For southern rockhopper penguins in the United States, the current matchmaker is studbook keeper Stephanie McIntosh, Senior Aquarium Birdkeeper at Omaha’s Henry Doorly Zoo in Nebraska.
“This female southern rockhopper will help grow the population in our SSP program for southern rockhoppers through production of future offspring at the New England Zoo,” explains Ms. McIntosh.
“Currently, we have 358 birds in 13 institutions in the US. Through my work as the SSP coordinator, I help holding facilities monitor breeding pairs to ensure appropriate genetic diversity for the population to remain sustainable, ultimately for 100 years or more.
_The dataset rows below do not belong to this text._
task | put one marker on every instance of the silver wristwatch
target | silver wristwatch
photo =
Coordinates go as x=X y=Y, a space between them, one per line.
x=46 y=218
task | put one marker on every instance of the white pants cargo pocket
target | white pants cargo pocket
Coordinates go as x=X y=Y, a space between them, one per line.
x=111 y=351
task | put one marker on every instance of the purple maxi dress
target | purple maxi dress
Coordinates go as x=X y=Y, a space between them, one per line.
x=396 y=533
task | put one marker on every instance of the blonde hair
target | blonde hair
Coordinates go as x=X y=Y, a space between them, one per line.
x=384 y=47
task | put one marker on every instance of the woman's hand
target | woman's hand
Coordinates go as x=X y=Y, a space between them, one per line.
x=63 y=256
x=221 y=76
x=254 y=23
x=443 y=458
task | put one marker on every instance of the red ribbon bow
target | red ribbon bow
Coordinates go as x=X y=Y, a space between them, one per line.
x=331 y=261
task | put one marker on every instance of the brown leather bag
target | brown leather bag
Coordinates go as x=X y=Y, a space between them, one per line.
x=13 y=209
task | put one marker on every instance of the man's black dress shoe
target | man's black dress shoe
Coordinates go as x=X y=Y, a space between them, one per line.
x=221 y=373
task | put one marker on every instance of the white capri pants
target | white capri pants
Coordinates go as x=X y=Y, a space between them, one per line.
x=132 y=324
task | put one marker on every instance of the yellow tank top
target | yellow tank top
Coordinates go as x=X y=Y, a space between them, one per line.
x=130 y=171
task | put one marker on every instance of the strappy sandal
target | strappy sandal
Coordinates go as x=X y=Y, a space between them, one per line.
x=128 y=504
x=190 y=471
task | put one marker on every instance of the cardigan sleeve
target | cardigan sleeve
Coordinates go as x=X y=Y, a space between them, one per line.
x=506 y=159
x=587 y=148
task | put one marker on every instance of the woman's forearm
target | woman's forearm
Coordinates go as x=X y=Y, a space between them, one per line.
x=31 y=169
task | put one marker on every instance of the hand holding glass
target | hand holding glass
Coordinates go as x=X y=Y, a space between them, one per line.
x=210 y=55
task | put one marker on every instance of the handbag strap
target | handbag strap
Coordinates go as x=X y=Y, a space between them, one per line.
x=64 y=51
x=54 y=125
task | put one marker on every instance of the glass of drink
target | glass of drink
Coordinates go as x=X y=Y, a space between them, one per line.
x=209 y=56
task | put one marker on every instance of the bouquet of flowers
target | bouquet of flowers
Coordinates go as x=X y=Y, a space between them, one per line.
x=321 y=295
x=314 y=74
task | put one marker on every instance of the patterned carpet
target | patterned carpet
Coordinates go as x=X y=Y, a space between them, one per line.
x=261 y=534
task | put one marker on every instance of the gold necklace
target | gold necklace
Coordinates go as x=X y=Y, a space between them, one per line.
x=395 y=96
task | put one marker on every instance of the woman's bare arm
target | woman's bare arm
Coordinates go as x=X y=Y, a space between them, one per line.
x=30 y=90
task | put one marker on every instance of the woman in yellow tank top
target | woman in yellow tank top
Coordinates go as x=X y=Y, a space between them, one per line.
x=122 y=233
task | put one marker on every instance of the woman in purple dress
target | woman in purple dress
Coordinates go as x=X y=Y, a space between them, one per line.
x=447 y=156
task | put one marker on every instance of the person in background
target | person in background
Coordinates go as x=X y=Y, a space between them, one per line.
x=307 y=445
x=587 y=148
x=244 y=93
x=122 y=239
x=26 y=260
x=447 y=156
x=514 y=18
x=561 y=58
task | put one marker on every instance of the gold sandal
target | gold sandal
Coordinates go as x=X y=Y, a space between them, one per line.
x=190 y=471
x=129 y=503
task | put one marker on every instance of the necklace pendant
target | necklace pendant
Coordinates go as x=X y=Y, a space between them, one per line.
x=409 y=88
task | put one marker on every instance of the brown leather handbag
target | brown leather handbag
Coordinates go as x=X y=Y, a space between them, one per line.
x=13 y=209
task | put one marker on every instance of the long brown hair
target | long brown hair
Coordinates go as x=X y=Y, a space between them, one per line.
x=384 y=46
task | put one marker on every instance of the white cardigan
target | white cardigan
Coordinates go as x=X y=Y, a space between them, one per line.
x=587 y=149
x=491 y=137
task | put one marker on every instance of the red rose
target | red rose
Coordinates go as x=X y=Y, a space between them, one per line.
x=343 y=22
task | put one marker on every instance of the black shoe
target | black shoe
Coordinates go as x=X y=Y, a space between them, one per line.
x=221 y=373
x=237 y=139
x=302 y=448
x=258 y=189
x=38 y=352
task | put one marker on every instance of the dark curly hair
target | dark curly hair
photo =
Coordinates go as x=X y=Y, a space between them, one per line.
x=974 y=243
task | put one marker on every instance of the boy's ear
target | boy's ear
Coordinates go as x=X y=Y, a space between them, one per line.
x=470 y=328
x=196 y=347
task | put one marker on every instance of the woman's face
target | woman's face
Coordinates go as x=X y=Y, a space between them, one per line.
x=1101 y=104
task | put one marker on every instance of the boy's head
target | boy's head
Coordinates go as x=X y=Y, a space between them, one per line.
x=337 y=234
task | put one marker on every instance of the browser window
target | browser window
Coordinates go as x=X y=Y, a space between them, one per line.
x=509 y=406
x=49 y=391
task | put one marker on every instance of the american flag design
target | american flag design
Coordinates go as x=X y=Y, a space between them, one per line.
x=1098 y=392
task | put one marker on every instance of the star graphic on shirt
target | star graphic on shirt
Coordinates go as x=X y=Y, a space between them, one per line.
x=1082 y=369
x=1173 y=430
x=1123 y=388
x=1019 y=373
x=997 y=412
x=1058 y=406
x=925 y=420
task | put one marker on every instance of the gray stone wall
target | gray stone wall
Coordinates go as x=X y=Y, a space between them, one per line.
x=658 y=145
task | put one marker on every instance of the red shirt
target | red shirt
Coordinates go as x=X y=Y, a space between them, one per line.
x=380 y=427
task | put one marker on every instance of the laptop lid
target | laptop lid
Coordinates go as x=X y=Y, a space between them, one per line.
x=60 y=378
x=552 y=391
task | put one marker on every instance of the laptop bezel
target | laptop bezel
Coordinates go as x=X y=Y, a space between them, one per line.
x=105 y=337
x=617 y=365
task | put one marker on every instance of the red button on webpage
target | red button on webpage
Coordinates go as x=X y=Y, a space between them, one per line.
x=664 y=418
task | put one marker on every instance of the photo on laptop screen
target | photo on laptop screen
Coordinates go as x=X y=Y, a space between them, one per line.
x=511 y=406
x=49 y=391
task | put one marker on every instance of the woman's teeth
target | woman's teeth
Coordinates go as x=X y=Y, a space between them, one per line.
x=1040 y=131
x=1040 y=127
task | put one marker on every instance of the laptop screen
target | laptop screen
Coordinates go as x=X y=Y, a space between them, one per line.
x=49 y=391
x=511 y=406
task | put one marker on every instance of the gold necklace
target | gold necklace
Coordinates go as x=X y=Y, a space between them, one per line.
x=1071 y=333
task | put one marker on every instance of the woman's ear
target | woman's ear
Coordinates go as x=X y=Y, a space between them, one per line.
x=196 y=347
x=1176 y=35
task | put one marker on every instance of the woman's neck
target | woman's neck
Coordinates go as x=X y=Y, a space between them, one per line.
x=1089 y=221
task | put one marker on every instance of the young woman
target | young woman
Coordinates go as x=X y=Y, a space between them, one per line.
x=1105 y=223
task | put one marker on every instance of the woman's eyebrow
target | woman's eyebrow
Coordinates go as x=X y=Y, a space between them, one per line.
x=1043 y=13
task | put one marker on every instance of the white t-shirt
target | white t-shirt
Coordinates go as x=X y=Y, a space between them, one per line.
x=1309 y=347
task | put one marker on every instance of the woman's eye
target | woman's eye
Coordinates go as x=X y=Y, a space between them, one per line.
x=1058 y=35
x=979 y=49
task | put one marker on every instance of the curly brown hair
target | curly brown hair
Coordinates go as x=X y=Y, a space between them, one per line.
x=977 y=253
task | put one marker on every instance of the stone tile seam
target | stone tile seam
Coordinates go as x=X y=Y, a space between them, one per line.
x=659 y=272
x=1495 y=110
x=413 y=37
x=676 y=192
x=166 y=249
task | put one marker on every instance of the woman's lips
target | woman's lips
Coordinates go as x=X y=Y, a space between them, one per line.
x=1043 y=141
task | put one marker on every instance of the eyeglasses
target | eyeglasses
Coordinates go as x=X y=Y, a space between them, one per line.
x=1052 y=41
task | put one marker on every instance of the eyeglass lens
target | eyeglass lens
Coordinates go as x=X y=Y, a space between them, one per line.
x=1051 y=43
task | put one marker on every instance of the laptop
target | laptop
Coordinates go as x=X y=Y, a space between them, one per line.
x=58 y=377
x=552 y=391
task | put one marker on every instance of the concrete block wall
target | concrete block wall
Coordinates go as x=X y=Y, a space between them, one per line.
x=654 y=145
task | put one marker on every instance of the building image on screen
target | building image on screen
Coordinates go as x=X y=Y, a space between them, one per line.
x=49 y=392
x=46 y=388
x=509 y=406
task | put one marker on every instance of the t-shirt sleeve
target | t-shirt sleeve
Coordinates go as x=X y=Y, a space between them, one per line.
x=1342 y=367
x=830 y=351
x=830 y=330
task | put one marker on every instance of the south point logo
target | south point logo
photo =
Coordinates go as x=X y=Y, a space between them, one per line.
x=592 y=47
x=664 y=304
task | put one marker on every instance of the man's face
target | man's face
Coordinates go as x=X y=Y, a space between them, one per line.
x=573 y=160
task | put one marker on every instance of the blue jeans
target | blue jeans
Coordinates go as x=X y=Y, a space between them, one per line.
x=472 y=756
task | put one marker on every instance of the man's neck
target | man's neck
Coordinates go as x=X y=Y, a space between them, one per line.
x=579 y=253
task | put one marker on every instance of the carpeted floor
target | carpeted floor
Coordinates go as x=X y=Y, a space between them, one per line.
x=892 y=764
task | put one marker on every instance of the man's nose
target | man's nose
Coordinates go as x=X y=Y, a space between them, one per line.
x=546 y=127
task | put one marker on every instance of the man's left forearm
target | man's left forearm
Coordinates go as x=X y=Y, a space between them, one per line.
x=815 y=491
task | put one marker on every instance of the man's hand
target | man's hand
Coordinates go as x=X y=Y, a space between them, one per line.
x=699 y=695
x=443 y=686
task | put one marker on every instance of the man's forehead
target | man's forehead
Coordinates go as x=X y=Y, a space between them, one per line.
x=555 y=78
A lot of work, care, and thought goes into these birds, to maintain their presence in zoos and aquariums. Thank you to the New England crew for your dedication to the species!”
Aquarium Visitors Delighted by Adorable “Ambassador”
Back at the New England Aquarium, visitors can’t wait to catch a glimpse of the newest member of the southern rockhopper colony.
Eric Fox explains, “Our visitors are just as excited to see our new addition on exhibit as we are. You never know what she’ll be up to, whether it’s zipping through the water, climbing on the rocks, vocalizing at another penguin, or taking a nap in someone else’s territory.
“She serves as the perfect example for our visitors of what our job is all about: bolstering a species that is threatened in the wild and inspiring people to do more to help protect them.”
The new addition currently remains nameless, but a name reveal is expected in the near future.
While visitors eagerly await the unveiling of the new chick’s name, there is one clue: the Aquarium has indicated that it favors penguin names linked to natural history and conservation.
This naming effort is part of a mission the Aquarium takes seriously: helping visitors feel a connection to these birds who are ambassadors for a species that has perilously dwindled, but with dedication and care, may have a more hopeful future.